Concrètement, comment se manifeste la crise pour les Journaux du Midi basés à Montpellier ?
Alain Plombat: Tout d’abord par deux chiffres : 0,90 euro, c’est le prix de vente du Midi Libre et 1,58 euro, c’est ce qu’il nous coûte après avoir payé le papier, l’imprimeur, le transport, les journalistes, le personnel administratif… Heureusement, nous sommes dans un équilibre que je qualifierais de vertueux dans la mesure où 60% du chiffre d’affaires vient de la diffusion et 40% de la publicité. Je dis vertueux car chez certains confrères, le rapport est inversé. Or, étant donné la crise de la demande publicitaire, les conséquences financières sont plus importantes pour d’autres. Car avec la fragmentation de l’audience des médias entre la télé, la radio, la presse écrite, internet et aujourd’hui les portables, le gâteau publicitaire est de plus en plus partagé. Mais les Journaux du midi vont bien. C’est dur, mais ils vont bien.
« Les débats ont été très libres, et même âpres »
Pourquoi avoir participé aux états généraux de la presse ?
A.P: Parce que je trouve stupide la politique de la chaise vide. Devant l’inertie générale face à la crise, il y avait deux solutions : soit dire « j’ai pas envie d’en entendre parler », soit décider de se mettre autour de la table. La deuxième option m’a semblé plus judicieuse, même si c’est dommage que l’initiative vienne du Président de la République Nicolas Sarkozy. Quoiqu’il en soit je peux vous dire que les débats ont été très libres et même parfois âpres. Et cela a abouti sur des propositions concrètes, comme les allègements fiscaux ou la baisse des tarifs postaux, qui peuvent constituer une bouffée d’oxygène pour la presse écrite.
Vous étiez membre du groupe de travail sur la formation des journalistes. Qu’en est-il ressorti ?
A.P: Nous nous sommes penchés sur la question de savoir comment former nos journalistes pour répondre aux attentes des lecteurs. Une vraie réflexion est à mettre en place avec chaque année une réunion entre les formateurs et les éditeurs, une sorte de conseil pédagogique pour que les premiers puissent répondre aux besoins des seconds. Par exemple, si à un moments donné, les journaux ont plus besoin de faits diversiers, les écoles devraient cibler leur formation sur ce type de journalisme. Ainsi, les jeunes diplômés trouveraient plus facilement du travail. D’autre part, nous avons recommandé une formation continue obligatoire après trois ans de métier pour tous ceux qui n’ont pas été formés à devenir journaliste, formation à laquelle les autres auraient également accès. L’idée d’une plate-forme financière commune à toutes les écoles a également était lancé avec la mise à disposition d’une structure qui pourrait par exemple se matérialiser par un laboratoire technique, un outil de travail performant pour les élèves. Quant au projet de regroupement des écoles de journalisme, il n’a finalement pas été retenu.

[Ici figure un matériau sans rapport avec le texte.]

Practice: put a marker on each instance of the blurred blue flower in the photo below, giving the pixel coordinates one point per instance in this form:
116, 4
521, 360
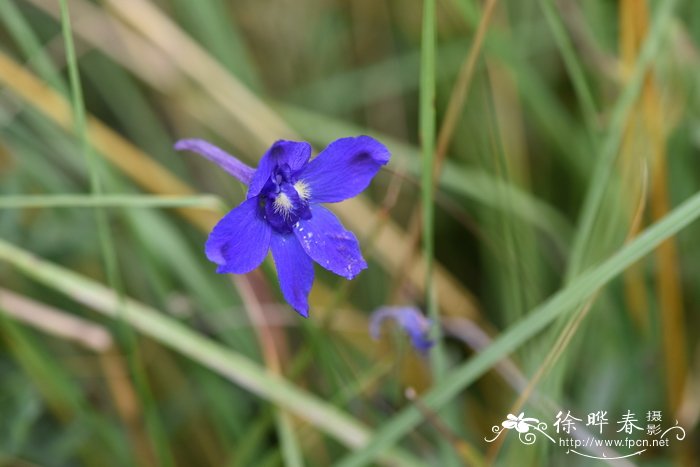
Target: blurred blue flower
281, 211
411, 321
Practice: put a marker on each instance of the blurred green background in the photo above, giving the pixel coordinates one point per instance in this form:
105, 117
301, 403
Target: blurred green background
539, 206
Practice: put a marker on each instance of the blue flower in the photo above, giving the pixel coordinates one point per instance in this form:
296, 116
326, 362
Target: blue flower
410, 319
282, 211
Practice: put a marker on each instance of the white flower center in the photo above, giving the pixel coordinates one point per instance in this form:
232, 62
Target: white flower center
302, 189
282, 205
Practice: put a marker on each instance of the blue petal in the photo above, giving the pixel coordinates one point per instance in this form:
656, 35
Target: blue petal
292, 153
220, 157
325, 239
295, 271
344, 168
239, 242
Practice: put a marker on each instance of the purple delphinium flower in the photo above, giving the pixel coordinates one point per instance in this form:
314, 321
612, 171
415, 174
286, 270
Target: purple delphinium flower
282, 211
411, 321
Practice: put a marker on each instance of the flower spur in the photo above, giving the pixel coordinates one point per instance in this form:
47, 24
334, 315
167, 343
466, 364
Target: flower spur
282, 211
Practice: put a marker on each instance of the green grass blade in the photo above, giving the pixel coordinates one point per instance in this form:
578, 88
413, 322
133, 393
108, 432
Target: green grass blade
210, 354
609, 149
560, 304
103, 201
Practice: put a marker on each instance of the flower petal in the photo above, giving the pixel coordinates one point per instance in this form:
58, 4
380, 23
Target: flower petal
325, 239
344, 168
239, 242
295, 271
293, 153
220, 157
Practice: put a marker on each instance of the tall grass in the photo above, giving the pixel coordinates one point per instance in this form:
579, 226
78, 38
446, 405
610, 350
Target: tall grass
553, 143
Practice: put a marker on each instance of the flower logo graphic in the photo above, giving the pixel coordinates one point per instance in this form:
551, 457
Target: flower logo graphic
520, 423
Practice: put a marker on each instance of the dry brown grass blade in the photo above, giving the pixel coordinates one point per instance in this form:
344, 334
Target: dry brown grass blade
124, 155
55, 322
650, 127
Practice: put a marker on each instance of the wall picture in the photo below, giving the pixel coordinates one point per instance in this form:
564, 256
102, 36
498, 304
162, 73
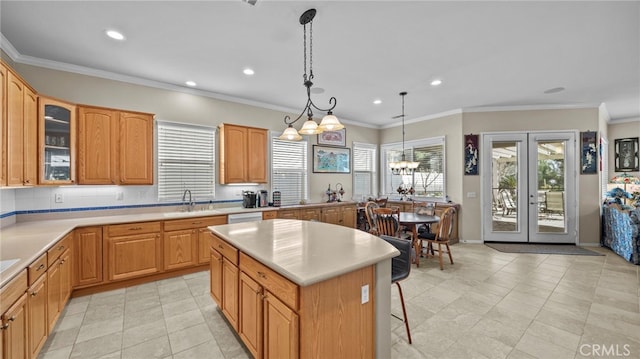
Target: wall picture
626, 159
471, 154
589, 154
333, 138
331, 159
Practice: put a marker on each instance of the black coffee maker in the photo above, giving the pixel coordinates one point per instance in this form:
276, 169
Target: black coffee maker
249, 199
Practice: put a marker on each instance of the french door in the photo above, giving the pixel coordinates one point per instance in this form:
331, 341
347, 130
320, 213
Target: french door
529, 187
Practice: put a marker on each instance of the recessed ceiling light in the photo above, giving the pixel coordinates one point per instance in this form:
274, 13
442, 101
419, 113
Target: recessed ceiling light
116, 35
554, 90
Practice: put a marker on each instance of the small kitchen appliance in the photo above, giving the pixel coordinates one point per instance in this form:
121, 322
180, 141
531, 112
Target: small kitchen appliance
276, 198
248, 199
263, 198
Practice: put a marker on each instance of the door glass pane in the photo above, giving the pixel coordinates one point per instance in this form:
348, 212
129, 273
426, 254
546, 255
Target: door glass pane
504, 185
551, 186
57, 158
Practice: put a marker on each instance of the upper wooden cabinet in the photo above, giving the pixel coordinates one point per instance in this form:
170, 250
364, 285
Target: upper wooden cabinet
243, 154
114, 147
56, 138
19, 131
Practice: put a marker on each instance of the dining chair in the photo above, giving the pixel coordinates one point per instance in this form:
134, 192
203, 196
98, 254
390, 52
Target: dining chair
387, 221
382, 202
371, 217
440, 236
400, 269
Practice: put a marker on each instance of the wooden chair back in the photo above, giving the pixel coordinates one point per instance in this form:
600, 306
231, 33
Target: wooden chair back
445, 227
371, 217
387, 221
382, 202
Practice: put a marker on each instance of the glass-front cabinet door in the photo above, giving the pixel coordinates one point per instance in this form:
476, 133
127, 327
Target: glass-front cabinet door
57, 141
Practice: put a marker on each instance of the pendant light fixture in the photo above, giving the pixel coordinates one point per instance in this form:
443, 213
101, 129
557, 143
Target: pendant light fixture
403, 167
310, 127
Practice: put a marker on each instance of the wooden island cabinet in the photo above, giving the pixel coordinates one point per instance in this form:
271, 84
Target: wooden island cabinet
313, 310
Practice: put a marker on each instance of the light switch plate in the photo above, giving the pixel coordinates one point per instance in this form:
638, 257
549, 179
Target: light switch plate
364, 295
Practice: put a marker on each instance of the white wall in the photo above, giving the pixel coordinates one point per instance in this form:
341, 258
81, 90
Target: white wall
167, 105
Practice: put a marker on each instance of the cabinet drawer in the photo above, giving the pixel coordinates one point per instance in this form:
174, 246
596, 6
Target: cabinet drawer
228, 251
13, 290
198, 222
269, 214
133, 228
58, 248
275, 283
37, 268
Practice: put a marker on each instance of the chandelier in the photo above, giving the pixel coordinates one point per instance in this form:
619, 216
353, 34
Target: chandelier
310, 127
403, 167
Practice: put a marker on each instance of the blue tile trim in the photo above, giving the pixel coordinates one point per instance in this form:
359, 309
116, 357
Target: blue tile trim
102, 208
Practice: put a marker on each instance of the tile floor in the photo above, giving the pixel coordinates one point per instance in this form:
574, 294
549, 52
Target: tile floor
488, 305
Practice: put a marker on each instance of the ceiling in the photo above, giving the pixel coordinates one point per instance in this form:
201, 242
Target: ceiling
489, 55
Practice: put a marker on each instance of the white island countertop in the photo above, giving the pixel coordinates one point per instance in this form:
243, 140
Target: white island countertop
306, 252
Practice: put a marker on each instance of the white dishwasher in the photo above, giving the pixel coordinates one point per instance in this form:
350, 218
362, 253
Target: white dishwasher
244, 217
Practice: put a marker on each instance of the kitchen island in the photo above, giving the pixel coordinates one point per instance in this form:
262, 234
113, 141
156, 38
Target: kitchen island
303, 289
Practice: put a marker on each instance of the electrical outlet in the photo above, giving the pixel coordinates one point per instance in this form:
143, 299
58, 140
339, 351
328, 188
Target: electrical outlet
364, 294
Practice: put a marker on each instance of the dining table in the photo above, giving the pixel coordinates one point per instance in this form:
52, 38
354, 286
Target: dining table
413, 220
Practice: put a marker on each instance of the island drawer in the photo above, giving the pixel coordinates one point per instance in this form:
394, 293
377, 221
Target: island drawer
275, 283
199, 222
56, 251
11, 291
37, 268
127, 229
228, 251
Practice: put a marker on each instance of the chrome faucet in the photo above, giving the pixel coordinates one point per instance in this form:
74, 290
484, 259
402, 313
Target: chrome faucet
187, 205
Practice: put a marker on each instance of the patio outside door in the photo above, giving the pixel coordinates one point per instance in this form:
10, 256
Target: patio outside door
529, 187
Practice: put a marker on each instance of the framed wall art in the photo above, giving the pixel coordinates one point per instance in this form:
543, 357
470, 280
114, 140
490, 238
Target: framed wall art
333, 138
626, 159
589, 154
471, 154
331, 159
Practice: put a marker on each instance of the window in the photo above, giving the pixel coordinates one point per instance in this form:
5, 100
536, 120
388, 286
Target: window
364, 171
289, 170
428, 180
186, 160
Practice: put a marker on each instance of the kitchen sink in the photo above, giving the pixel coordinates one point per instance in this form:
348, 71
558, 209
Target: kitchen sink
5, 264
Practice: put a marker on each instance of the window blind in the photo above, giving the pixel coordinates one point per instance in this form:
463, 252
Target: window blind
289, 170
364, 170
186, 160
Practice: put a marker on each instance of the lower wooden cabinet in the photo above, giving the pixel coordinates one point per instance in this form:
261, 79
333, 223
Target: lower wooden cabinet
37, 315
215, 276
87, 257
280, 329
59, 287
180, 248
230, 292
14, 330
250, 321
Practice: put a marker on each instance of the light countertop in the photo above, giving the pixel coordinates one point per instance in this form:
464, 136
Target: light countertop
306, 252
26, 241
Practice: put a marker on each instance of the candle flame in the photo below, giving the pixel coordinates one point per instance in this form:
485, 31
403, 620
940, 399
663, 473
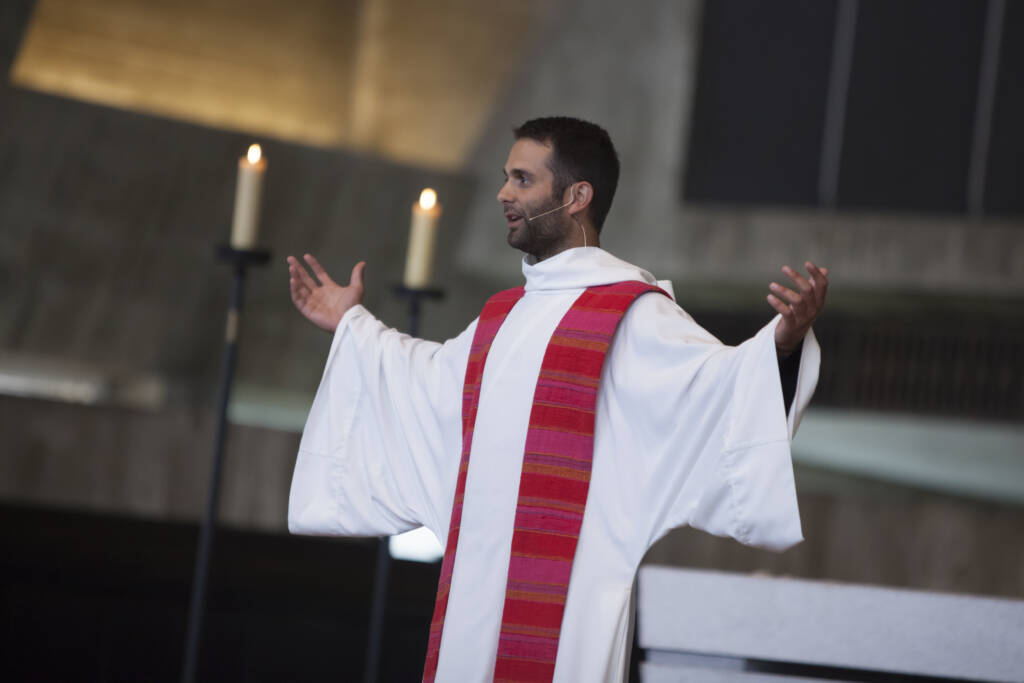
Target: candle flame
428, 199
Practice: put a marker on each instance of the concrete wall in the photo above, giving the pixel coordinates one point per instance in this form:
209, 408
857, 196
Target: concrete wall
108, 221
631, 67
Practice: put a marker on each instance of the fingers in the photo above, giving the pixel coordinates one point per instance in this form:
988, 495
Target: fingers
299, 292
356, 278
318, 269
798, 280
785, 293
780, 306
819, 281
296, 270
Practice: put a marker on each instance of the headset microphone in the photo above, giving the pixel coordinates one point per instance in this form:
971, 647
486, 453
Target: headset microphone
557, 208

« L’indépendance elle est dans la pratique, il faut arrêter de fantasmer »
Le Forum des sociétés de journalistes regrette que les états généraux de la presse « soient passés à côté de la question essentielle de l’indépendance des journalistes et des rédactions ». Partagez-vous cet avis ?
A.P: Non. Nous préconisons la rédaction d’un code déontologique, une modernisation des textes encadrant la profession et la constitution de chartes éditoriales annexées aux contrats de travail et rendues publiques. Ca c’est une vraie garantie de l’indépendance des journalistes. L’indépendance elle est dans la pratique, il faut arrêter de fantasmer. Moi, je ne suis pas du tout lié à Sarkozy. N’oubliez pas qu’on parle de la presse écrite, pas de TF1 et de son ami Bouygues.
Sur quoi peuvent aboutir les recommandations du Livre vert remis à Christine Albanel ?
A.P: Il y a d’abord les mesures d’urgence comme le moratoire sur la hausse des tarifs postaux et l’exonération temporaire d’une partie des charges sociales des diffuseurs. Celles-ci peuvent réellement permettre, financièrement, d’alléger le malaise. L’argent dégagé devra servir à l’investissement et la recherche, car il est temps que les quotidiens arrêtent de vivre au jour le jour et anticipent enfin sur ce que sera la presse de demain. Car ce ne sont pas les Etats généraux qui vont sauver la presse, ce sont les éditeurs et les rédacteurs qui doivent gagner la bataille. Nous avons notre destin entre nos mains.